A Full Minimal Coupling GW-BSE Framework for Circular Dichroism in Solids: Applications to Chiral 2D Perovskites

Abstract

Circular dichroism (CD) and other chiroptical responses are a key probe of both chirality and momentum-space geometry in solids, but first-principles calculations are still challenging in periodic systems with strong exciton effects. Here, we develop a gauge-invariant first-principles framework for CD including exciton effects based on full minimal coupling (FMC) within the GW plus Bethe-Salpeter equation (GW-BSE) formalism.
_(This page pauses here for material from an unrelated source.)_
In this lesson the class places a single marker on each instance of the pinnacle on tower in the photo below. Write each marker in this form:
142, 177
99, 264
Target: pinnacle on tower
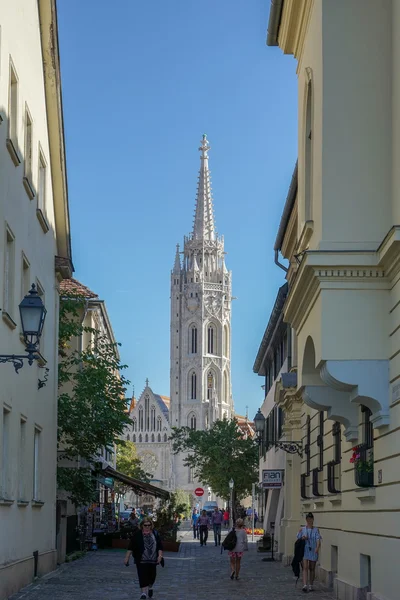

In contrast to standard multipole expansion and sum-over-states (SOS) approaches, which require careful gauge-fixing, converge slowly, and suffer origin ambiguities, FMC evaluates optical matrix elements directly at finite photon wavevector, naturally including intraband and near-degenerate transitions while placing electric-dipole (ED), magnetic-dipole (MD), and electric-quadrupole (EQ) contributions on equal footing. Applied to two prototypical two-dimensional chiral hybrid perovskites, (S-NEA)2PbBr4 and (S-MBA)2PbI4, our calculations reveal that MD and EQ channels contribute equally to the CD signal. Crucially, intraband and quasi-degenerate transitions only captured within FMC can significantly modify CD spectra, especially in systems with dense band degeneracies. The FMC framework, therefore, offers a computationally efficient and numerically robust way for predicting chiral optoelectronic phenomena in complex solids.

Figures (3)

• Figure 1: SOS CD calculations for S-NPB.a Spectra at the GW independent-particle level. showing (i) the imaginary part of the dielectric function $\epsilon"$, and (ii) the differential imaginary response computed with MD-only, EQ-only, and both contributions. b Same as a at the GW-BSE level including excitons. c, Contribution of independent-particle bands (VBM=highest valence band; CBM=lowest conduction band) to the four lowest energy excitons (D, X, Y, Z); the optically bright X and Y states are highlighted in red. The size of the circles scales with $\sum_{c\mathbf{k}}|A^S_{vc\mathbf{k}}|^2$ for valence states or $\sum_{v\mathbf{k}}|A^S_{vc\mathbf{k}}|^2$ for conduction states. d, Convergence of the excitonic CD spectrum with respect to the number of bands in the SOS summation.
• Figure 2: FMC CD calculations for 2D-HOIPs.a, CD spectra for S‑MPI (with excitons) obtained via SOS using different energy thresholds (Rydbergs) to identify degenerate states. b, Contributions of independent‑particle bands to excitons near the first bright peak. X, Y, Z label the brightest states for the corresponding linear polarizations; D denotes the lowest dark state. Bright X and Y are highlighted in red. c,d, CD spectra from SOS and FMC at the independent‑particle level (lower panels) and including excitonic effects (upper panels) for c S-NPB and c S-MPI.
• Figure 3: Analysis of SOS and FMC.a,b. Spatially dependent part of the transition matrix element D of S-NPB from the SOS and FMC approaches. c,d. Diagonal elements of the electron orbital-angular-momentum matrix for S-MPI evaluated with (c) SOS and (d) FMC.